Pilgrims by Garrison Keillor

Author:Garrison Keillor [Garrison Keillor]
Language: eng
Format: epub, mobi
ISBN: 9780571252442
Publisher: Faber & Faber
Published: 2009-09-05T04:00:00+00:00


BEAUTIFUL MAN

Vacation days! Free to go where you please. She was in high spirits all day and the next. Carl and Daryl wanted to go on a double-decker bus—Fine! Go!—and off they went. Eloise collapsed into bed and so did Clint and Irene. Okay for them. Let the sleepers go sleep, she could sleep when she got home. Weariness is only a feeling, you don’t have to obey it. Sleep can be postponed. There’s coffee. That helps.

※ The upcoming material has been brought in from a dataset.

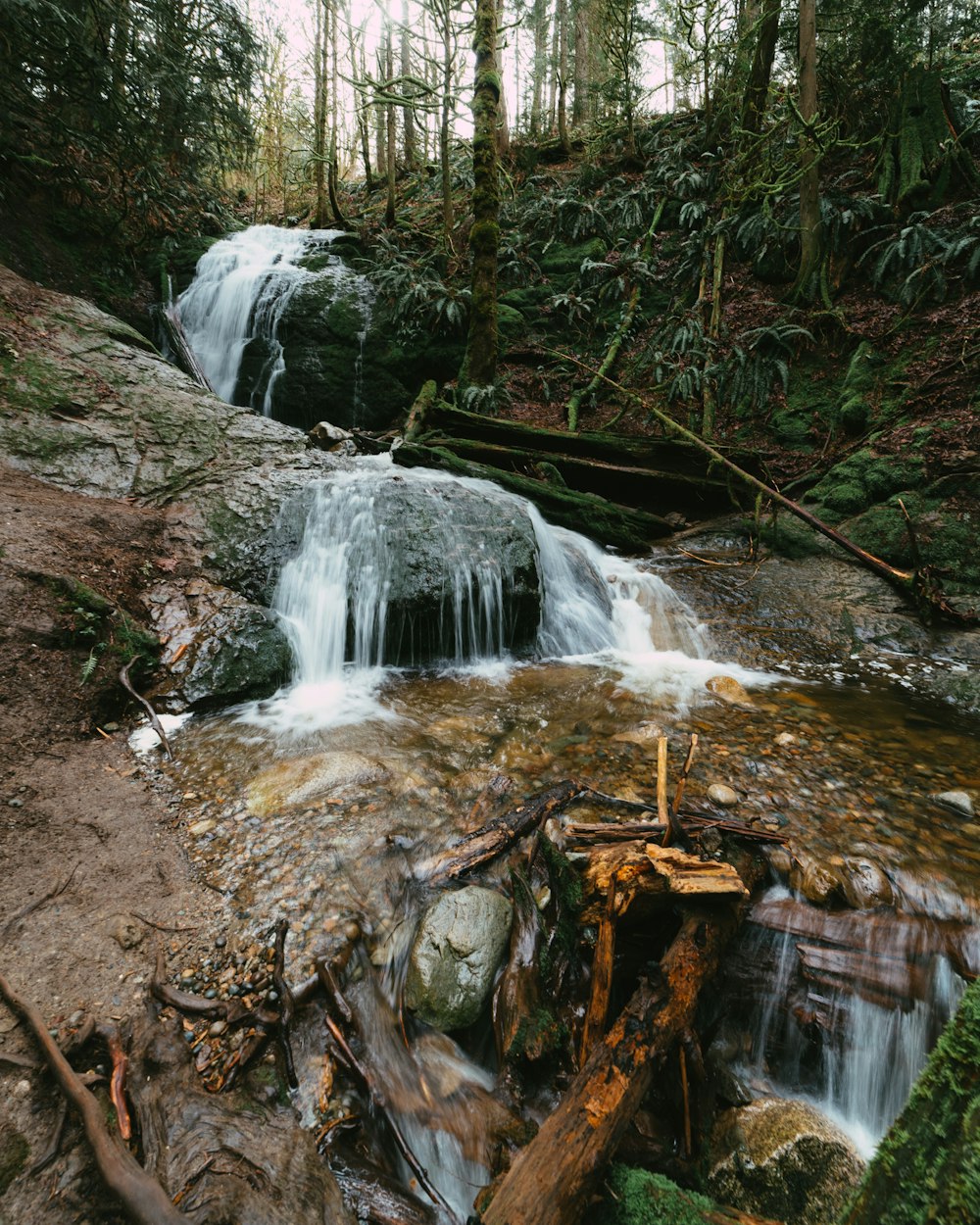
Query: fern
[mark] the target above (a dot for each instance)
(91, 662)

She visited the Keats-Shelley house, a tiny shrine with a lock of Keats’s hair, a pair of his socks, a box of his shoes, two letters from Byron, a teacup, a golf club, a 5-iron.

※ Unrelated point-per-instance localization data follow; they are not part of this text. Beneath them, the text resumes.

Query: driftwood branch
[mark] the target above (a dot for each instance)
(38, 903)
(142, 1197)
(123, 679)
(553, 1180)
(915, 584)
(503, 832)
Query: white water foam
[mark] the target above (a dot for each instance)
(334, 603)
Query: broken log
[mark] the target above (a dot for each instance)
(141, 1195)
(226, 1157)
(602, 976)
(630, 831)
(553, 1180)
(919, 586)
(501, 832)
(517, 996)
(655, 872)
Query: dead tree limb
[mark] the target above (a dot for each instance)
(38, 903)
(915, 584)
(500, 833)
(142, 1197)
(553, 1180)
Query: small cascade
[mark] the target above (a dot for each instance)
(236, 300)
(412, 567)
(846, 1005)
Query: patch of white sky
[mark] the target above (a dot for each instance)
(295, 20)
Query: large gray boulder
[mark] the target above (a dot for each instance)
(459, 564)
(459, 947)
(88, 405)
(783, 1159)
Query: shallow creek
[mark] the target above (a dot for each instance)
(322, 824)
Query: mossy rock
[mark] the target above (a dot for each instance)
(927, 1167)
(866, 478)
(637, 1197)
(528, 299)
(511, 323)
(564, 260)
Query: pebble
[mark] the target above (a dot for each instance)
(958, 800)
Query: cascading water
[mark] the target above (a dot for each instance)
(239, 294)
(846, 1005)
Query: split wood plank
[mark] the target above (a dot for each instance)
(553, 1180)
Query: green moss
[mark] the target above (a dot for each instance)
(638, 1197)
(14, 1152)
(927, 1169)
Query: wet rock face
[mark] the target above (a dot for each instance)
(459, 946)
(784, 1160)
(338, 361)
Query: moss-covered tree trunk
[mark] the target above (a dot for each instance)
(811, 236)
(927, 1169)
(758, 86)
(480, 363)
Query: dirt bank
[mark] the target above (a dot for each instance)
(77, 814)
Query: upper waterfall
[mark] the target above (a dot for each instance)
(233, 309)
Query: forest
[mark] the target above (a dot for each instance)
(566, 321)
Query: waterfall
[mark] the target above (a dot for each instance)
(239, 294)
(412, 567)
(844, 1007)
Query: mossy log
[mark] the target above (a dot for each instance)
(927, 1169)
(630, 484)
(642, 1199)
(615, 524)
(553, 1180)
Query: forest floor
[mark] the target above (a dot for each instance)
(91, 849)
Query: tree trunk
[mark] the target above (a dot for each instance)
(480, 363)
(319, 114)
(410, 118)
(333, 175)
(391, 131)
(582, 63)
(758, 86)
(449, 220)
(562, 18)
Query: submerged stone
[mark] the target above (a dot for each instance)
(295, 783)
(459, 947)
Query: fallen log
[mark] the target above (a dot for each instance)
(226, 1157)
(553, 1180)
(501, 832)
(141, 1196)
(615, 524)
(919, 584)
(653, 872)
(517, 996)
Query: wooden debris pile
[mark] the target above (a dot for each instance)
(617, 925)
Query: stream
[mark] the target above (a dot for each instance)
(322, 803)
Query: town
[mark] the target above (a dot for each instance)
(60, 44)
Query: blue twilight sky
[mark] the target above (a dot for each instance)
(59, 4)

She and Maria had planned to meet for coffee at a café near the banks of the Tiber. She walked and walked toward where she thought the river was, but didn’t check her map, for fear of looking like a tourist. Finally, she saw the coffee bar and stepped through the open door into a beehive of people coming and going. A narrow room. A pleasant aroma of coffee and oranges. She took a deep breath and felt a buzz in her head. No lounging around. Customers stood at the long bar of granite and stainless steel and ordered their coffee from the barmen bopping back and forth between the espresso machine and the cooler, a hundred bottles of booze on shelves against a mirror, and when your coffee came, you downed it and out the door you went. There was room for a few loungers at three small tables along the wall. Next to a cold chest full of ice cream. Photographs on the wall of Rome in horse-and-buggy days. From the radio came a throbbing baritone singing about his broken heart. A box of breath mints by the register. She took a pack and put down a ten-euro note and ordered her coffee and, bing bing bing, a tiny cup was set down in front of her and her change, and she dropped two breath mints into the coffee and stirred it. The man next to her was studying her but he said nothing. She drank the coffee in one gulp and it wasn’t bad. It could’ve been worse. She ordered another, and then her phone rang. It was Maria saying she couldn’t make it because her mother had taken a turn for the worse.

She looked around and thought the man next to her was on the verge of talking to her. He was looking at her in the mirror, through the rows of liquor bottles, and when their eyes met there, he looked down at his drink. It smelled of licorice. He was a beautiful man in his thirties with black hair slicked back, tortoise-shell glasses, a black jacket, jeans.

Her coffee came and this time she didn’t put breath mints in it. She sipped it. Bitter, but in a good way. The man next to her ordered another drink. Maybe he was getting up his courage to ask her to go somewhere with him, come to his home and see his etchings.